P0f

P0f is an advanced passive OS/network fingerprinting utility for use in IDS environments, honeypots environments, firewalls and servers in addition to penetration test and ethical hacking.

 

    --=--
                                  p0f 2
                                  --=--

                    "Dr. Jekyll had something to Hyde"
		    
                      passive OS fingerprinting tool
                              version 2.0.4

     (C) Copyright 2000 - 2004 by Michal Zalewski 

                Various ports (C) Copyright 2003 - 2004 by:

                   Michael A. Davis 
                      Kirby Kuehl 
                     Kevin Currie 

      Portions contributed by numerous good people - see CREDITS file.

                  http://lcamtuf.coredump.cx/p0f.shtml

  *********************************************************************
  **** HELP WITH P0F DATABASE: http://lcamtuf.coredump.cx/p0f-help ****
  *********************************************************************

-----------
0. Contents
-----------

  This document describes the concept and history of p0f, its
  command-line options and extensions, and goes into some detail about
  its operation, integration with existing solutions, and so on.

  Table of contents:

   1) What's this, anyway?
   2) Why would I want to use it?
   3) What's new then?
   4) Command-line
   5) Active service integration
   6) SQL database integration
   6) Masquerade detection
   7) Fingerprinting accuracy and precision
   8) Adding signatures
   9) Security
  10) Limitations
  11) Is it better than other software?
  12) Program no work!
  13) Appendix A: Exact output format
  14) Appendix B: Links to OS fingerprinting resources

-----------------------
1. What's this, anyway?
-----------------------

  The passive OS fingerprinting technique is based on analyzing the
  information sent by a remote host while performing usual communication
  tasks - such as whenever a remote party visits your webpage, connecs to 
  your MTA - or whenever you connect to a remote system while browsing the
  web or performing other routine tasks. In contrast to active 
  fingerprinting (with tools such as NMAP or Queso), the process of passive 
  fingerprinting does not generate any additional or unusual traffic,
  and thus cannot be detected.

  Captured packets contain enough information to identify the remote OS,
  thanks to subtle differences between TCP/IP stacks, and sometimes certain
  implementation flaws that, although harmless, make certain systems quite
  unique. Some additional metrics can be used to gather information about 
  the configuration of a remote system or even its ISP and network setup.
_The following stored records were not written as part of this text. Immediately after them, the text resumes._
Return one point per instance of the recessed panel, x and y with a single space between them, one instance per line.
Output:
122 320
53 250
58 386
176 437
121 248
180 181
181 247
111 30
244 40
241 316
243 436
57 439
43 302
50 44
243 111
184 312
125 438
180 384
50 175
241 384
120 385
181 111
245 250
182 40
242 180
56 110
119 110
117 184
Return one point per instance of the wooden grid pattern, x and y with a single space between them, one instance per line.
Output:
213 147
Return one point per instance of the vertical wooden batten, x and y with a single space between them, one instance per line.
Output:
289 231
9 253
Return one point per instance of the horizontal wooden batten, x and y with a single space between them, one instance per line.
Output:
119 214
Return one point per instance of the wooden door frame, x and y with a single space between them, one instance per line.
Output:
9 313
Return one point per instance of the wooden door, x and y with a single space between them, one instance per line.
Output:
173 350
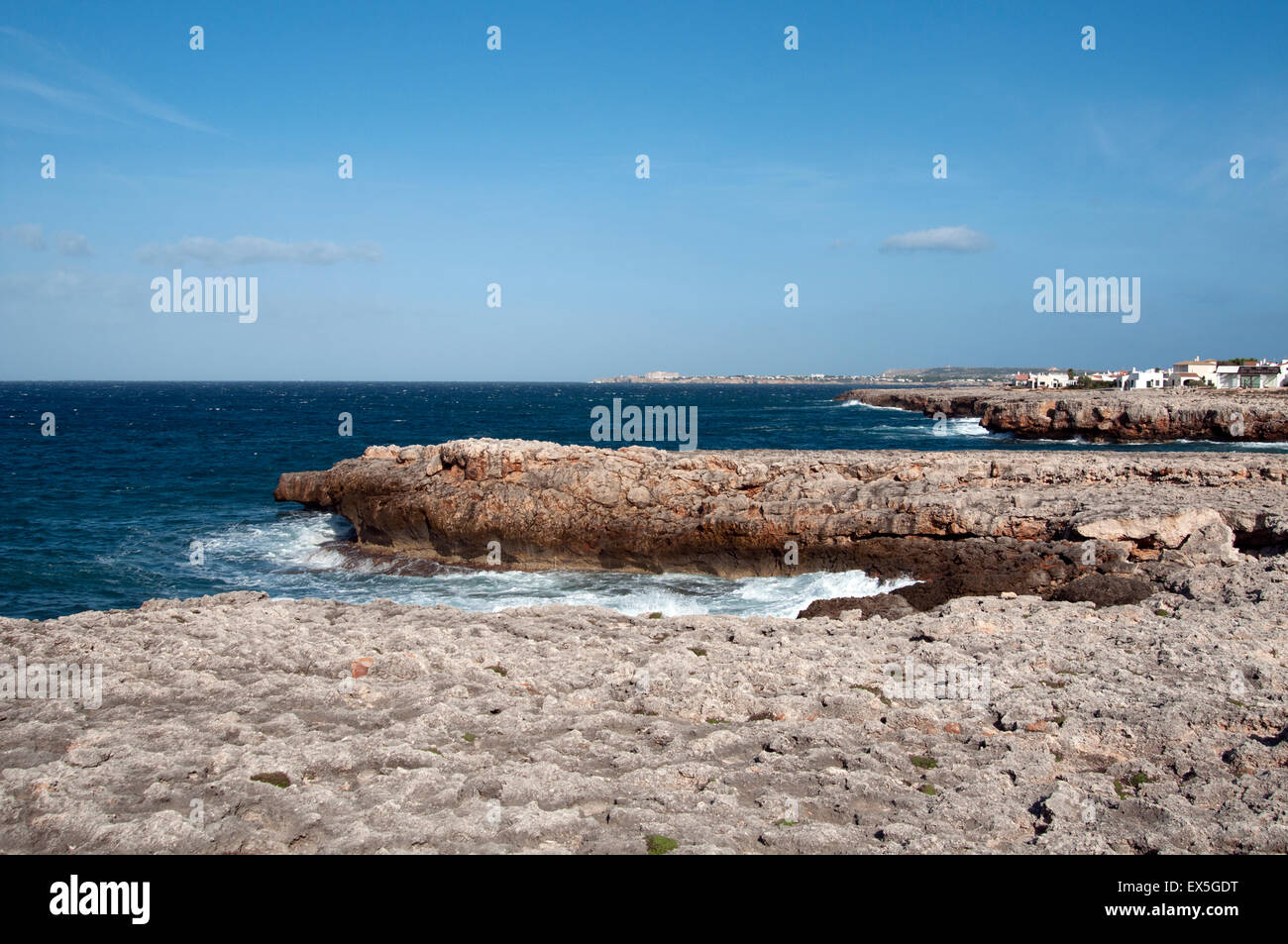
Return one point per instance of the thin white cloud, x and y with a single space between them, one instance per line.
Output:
246 250
939 240
97 94
29 235
72 244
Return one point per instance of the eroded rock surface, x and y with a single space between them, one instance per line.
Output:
1103 415
733 513
323 726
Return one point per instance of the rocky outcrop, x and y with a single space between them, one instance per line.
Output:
742 513
241 724
1103 415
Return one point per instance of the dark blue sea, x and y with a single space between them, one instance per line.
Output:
103 514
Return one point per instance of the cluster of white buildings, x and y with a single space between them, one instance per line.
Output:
1197 372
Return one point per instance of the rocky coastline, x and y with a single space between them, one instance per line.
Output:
1099 416
958 522
1094 661
240 724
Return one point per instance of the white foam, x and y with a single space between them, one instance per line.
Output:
284 558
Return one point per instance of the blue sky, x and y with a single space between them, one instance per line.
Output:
518 166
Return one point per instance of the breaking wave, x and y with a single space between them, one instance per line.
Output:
297 556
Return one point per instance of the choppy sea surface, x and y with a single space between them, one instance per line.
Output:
104 513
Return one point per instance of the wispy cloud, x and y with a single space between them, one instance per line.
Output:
30 235
939 240
72 244
81 89
33 236
245 250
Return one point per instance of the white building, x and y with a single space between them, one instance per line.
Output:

  The name of the fingerprinting technique might be somewhat misleading - 
  although the act of discovery is indeed passive, p0f can be used for
  active testing. It is just that you are not required to send any unusual
  or undesirable traffic, and can rely what you would be getting from
  the remote party anyway. 

  To accomplish the job, p0f equips you with three different detection
  modes:

    - Incoming connection fingerprinting (SYN mode, default) - whenever
      you want to know what the guy or gal who connects to you runs,

    - Outgoing connection (remote party) fingerprinting (SYN+ACK mode) -
      to fingerprint systems you or your users connect to,

    - Outgoing connection refused (remote party) fingerprinting (RST+ mode) 
      - to fingerprint systems that reject your traffic.

  P0f was the first (and I believe remains the best) fully-fledged 
  implementation of the passive fingerprinting technique. The current version 
  uses a number of detailed metrics, often invented specifically for p0f, 
  and achieves a very high level of accuracy and detail, is designed for 
  hands-free operation over an extended period of time, and has a number 
  of features to make it easy to integrate it with other solutions.
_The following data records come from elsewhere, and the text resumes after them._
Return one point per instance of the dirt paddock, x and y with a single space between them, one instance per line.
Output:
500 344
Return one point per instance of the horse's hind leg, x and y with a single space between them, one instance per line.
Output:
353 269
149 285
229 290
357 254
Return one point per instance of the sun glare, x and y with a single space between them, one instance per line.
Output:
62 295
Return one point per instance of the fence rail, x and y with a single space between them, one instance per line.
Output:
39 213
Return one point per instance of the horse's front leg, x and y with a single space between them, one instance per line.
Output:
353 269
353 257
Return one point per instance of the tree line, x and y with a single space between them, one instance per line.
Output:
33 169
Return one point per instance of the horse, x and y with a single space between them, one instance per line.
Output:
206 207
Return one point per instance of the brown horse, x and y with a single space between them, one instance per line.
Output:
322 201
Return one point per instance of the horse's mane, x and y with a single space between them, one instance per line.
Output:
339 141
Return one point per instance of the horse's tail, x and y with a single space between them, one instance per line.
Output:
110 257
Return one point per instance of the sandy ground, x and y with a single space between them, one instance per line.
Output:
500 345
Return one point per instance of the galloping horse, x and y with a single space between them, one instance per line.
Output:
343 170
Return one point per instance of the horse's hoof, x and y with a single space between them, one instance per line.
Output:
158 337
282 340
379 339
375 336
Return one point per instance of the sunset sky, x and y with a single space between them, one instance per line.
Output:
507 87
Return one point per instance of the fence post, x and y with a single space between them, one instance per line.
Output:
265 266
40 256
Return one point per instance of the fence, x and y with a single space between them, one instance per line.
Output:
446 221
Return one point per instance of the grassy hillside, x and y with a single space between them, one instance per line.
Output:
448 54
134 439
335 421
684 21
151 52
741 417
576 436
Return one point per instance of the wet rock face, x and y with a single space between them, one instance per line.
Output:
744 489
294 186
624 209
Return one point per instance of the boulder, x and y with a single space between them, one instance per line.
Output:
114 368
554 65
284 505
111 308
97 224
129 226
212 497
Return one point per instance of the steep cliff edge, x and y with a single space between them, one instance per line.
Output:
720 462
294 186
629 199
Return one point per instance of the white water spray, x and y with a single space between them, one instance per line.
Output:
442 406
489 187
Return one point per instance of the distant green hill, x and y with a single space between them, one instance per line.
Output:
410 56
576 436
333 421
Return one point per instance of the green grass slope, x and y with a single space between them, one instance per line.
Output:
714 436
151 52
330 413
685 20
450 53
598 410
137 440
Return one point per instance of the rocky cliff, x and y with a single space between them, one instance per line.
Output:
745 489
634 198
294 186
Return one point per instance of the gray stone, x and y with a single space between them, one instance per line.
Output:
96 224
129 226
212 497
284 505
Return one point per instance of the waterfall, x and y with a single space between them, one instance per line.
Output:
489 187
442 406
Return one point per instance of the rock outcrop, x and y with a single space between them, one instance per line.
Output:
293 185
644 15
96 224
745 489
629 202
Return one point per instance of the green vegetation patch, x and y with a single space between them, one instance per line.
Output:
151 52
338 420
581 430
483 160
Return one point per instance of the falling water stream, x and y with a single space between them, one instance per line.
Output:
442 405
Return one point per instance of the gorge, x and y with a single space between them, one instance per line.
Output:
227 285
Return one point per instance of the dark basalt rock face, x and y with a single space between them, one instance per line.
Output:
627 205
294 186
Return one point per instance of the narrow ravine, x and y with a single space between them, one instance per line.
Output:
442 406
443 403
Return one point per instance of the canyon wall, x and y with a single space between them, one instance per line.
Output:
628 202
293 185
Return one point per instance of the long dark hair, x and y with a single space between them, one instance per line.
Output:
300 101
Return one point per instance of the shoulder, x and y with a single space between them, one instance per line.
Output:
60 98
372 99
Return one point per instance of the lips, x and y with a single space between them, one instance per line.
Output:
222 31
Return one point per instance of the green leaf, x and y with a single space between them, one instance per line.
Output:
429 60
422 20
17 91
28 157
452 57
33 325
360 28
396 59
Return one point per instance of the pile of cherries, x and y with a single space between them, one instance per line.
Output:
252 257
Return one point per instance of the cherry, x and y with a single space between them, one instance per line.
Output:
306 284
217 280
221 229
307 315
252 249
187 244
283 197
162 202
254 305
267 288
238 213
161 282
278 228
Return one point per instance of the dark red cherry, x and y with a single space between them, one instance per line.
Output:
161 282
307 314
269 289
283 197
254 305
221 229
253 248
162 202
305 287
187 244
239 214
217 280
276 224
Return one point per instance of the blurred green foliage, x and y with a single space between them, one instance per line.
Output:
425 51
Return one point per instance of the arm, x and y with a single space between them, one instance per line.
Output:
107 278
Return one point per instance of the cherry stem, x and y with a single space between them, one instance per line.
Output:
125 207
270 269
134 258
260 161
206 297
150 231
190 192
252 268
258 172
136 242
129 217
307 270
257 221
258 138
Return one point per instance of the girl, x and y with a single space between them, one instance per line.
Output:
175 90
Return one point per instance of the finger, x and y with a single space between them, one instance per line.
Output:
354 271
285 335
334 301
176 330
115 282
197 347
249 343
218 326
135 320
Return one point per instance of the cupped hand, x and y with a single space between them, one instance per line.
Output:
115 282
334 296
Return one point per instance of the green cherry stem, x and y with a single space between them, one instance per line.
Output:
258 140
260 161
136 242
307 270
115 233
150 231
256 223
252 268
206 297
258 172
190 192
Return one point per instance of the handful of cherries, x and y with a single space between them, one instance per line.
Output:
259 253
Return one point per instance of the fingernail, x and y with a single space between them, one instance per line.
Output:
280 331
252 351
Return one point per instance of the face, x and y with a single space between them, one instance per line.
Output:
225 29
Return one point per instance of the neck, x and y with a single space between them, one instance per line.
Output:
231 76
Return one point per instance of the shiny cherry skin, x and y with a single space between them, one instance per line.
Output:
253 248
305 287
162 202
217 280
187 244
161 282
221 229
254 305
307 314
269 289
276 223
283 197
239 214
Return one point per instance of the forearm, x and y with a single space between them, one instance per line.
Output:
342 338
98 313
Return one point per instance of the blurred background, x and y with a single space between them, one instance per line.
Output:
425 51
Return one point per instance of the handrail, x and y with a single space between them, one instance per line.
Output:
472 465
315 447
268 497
  Portions of this code are used in several IDS systems, some sniffer  
  software; p0f is also shipped with several operating systems and 
  incorporated into an interesting OpenBSD pf hack by Mike Frantzen, that 
  allows you to filter out or redirect traffic based on the source OS. 
  There is also a beta patch for Linux netfilter, courtesy of Evgeniy 
  Polyakov. In short, p0f is a rather well-established software at this 
  point. 

------------------------------
2. Why would I want to use it?
------------------------------

  Oh, a number of uses come to mind:

    - Profiling / espionage - run on a server, firewall, proxy or router, 
      p0f can be used to silently gather statistical and profiling information 
      about your visitors, users, or competitors. P0f also gathers netlink
      and distance information suitable for determining remote network
      topology.

    - Active response / policy enforcement - integrated with your server
      or firewall, p0f can be used to handle specific OSes in the most
      suitable manner and serve most appropriate content; you may also enforce 
      a specific corporate OS policy, restrict SMTP connections to a set of 
      systems, etc; with masquerade detection capabilities, p0f can be used
      to detect illegal network hook-ups and TOS violations.
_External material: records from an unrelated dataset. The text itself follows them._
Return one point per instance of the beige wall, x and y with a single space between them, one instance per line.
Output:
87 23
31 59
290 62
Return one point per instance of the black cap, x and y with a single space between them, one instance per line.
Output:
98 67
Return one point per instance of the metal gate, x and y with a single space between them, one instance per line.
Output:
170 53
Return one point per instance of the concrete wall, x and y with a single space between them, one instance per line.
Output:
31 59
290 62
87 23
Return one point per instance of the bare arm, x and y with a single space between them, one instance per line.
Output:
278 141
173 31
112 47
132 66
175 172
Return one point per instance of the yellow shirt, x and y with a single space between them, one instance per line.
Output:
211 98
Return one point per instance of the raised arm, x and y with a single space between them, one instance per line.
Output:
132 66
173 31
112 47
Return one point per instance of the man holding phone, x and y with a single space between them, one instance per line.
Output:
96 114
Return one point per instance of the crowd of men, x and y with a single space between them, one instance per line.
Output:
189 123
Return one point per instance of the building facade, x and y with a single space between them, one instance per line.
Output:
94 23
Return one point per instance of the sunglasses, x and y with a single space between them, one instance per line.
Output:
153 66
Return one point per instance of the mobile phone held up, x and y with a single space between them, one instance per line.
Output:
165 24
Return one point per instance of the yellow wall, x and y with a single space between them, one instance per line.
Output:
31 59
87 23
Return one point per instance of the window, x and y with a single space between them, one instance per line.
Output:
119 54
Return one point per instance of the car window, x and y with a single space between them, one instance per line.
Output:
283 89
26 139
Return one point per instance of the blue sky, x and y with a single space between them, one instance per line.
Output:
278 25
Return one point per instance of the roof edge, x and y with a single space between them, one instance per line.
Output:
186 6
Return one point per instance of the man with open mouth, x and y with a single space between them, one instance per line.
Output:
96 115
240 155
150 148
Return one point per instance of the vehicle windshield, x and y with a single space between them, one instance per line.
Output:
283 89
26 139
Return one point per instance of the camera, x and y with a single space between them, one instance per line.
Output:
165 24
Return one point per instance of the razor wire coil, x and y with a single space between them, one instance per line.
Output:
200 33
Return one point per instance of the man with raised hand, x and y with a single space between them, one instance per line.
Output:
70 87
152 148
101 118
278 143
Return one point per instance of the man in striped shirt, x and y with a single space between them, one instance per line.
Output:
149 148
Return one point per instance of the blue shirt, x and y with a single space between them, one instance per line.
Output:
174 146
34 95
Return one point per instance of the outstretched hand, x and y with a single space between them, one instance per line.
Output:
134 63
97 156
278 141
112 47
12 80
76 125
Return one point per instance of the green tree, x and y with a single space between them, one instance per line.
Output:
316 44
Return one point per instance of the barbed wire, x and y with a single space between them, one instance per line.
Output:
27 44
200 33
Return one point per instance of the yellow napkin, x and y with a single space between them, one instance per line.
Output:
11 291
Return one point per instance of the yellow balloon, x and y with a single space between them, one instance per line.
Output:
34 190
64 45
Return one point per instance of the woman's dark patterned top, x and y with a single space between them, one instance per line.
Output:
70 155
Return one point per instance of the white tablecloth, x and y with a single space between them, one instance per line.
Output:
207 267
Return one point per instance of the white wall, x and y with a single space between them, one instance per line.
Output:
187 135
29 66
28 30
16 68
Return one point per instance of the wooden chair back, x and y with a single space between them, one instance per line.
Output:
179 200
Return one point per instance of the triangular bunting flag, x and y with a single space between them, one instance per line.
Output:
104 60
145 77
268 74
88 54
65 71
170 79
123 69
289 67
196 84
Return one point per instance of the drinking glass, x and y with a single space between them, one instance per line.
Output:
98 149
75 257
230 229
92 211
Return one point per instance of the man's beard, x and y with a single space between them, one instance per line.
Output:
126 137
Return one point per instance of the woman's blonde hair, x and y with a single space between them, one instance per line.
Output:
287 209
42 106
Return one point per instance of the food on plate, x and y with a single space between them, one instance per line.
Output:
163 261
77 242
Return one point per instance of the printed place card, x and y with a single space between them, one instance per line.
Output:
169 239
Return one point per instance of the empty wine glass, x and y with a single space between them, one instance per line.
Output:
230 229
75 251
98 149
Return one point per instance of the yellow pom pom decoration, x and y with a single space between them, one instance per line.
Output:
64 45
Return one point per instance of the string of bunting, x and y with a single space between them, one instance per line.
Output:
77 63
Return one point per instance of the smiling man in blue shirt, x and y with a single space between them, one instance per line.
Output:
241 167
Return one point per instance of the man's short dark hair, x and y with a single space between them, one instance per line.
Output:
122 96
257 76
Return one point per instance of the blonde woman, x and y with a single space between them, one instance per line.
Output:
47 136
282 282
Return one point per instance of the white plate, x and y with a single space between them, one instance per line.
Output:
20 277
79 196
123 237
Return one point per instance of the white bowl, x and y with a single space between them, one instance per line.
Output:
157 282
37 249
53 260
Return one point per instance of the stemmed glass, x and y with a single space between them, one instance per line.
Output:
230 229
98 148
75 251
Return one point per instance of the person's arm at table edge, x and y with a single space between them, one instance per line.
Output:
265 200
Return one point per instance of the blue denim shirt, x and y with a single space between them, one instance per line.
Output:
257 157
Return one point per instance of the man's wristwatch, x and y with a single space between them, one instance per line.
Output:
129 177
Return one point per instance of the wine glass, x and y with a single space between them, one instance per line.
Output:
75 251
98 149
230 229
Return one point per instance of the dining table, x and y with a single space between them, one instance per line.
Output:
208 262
    - PEN-TEST - in the SYN+ACK or RST+ mode, or when a returning connection
      can be triggered on a remote system (HTML-enabled mail with p_w_picpaths,
      ftp data connection, mail bounce, identd connection, IRC DCC connection,
      etc), p0f is an invaluable tool for silent probing of a subject of
      such a test.
      
    - Network troubleshooting - RST+ mode can be used to debug network
      connectivity problems you or your visitors encounter.

    - Bypassing a firewall - p0f can "see thru" most NAT devices, packet
      firewalls, etc. In SYN+ACK mode, it can be used for fingerprinting
      over a connection allowed by the firewall, even if other types of
      packets are dropped; as such, p0f is the solution when NMAP and
      other active tools fail.

    - Amusement value is also pretty important. Want to know what this
      guy runs? Does he have a DSL, X.25 WAN hookup, or a shoddy SLIP 
      connection? What's Google crawlbot's uptime?

  Of course, "a successful [software] tool is one that was used to do 
  something undreamed of by its author" ;-)

-------------------
3. What's new then?
-------------------

  The original version of p0f was written somewhere in 2000 by Michal 
  Zalewski (that be me), and later taken over William Stearns (circa 2001). 
  The original author still contributes to the code from time to time, and 
  the version you're holding right now is his sole fault - although I'd like 
  William to take over further maintenance, if he's interested.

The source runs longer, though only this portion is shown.